Türkiye’nin en ünlü lezzetlerinden biri olan İskender kebabı, yalnızca damağa değil, tarihe de hitap eden bir hikâyeye sahip. Bugün neredeyse her şehirde menülerde karşımıza çıkan bu kebap, aslında 19. yüzyılda Bursa’da doğdu.
İlk İskender Efendi

Efsanevi yemeğin mucidi, 1800’lü yılların ortalarında Bursa’da yaşayan İskender Efendi. O dönemde kuzu eti, genellikle bütün halde çevrilerek odun ateşinde pişiriliyordu. İskender Efendi ise bu yöntemi farklı bir boyuta taşıdı:
- Eti ince ince dilimledi,
- Dikey bir şişte pişirdi,
- Altına özel tereyağlı pide koydu,
- Üzerine domates sosu ve yoğurt ekledi.
Böylece, bugün bildiğimiz İskender kebabı ortaya çıktı.

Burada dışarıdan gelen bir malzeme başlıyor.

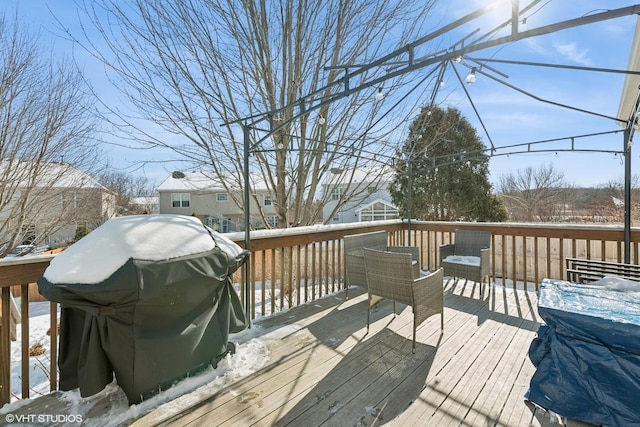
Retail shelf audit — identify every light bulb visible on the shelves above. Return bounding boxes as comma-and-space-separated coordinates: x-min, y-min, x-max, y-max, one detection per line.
465, 68, 476, 85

“İskender” Adı Nereden Geliyor?
Kebap, mucidinin adıyla anıldı. Zamanla o kadar popüler hale geldi ki, Bursa dışına yayıldı ve bugün tüm Türkiye’nin hatta dünyanın bildiği bir lezzet haline geldi.
Sadece Bir Yemek Değil, Bir Kültür
Bursa’da hâlâ İskender Efendi’nin soyundan gelen aile fertleri tarafından işletilen restoranlar, bu geleneği yaşatıyor. Orijinal tarif, her ne kadar taklit edilse de, Bursa’da yenilen İskender kebabı hâlâ ayrıcalıklı kabul ediliyor.
Sırrı Nedir?
Gerçek İskender kebabının sırrı:
- Özel terbiyeli kuzu eti,
- Odun ateşinde pişirme tekniği,
- Tereyağının kalitesi,
- Ve elbette Bursa’ya özgü domates sosu.
İskender kebabı, sadece bir yemek değil, Bursa’dan doğup tüm dünyaya yayılan bir lezzet mirasıdır. Her lokması, İskender Efendi’nin yaratıcılığını ve Türk mutfağının zenginliğini hatırlatır.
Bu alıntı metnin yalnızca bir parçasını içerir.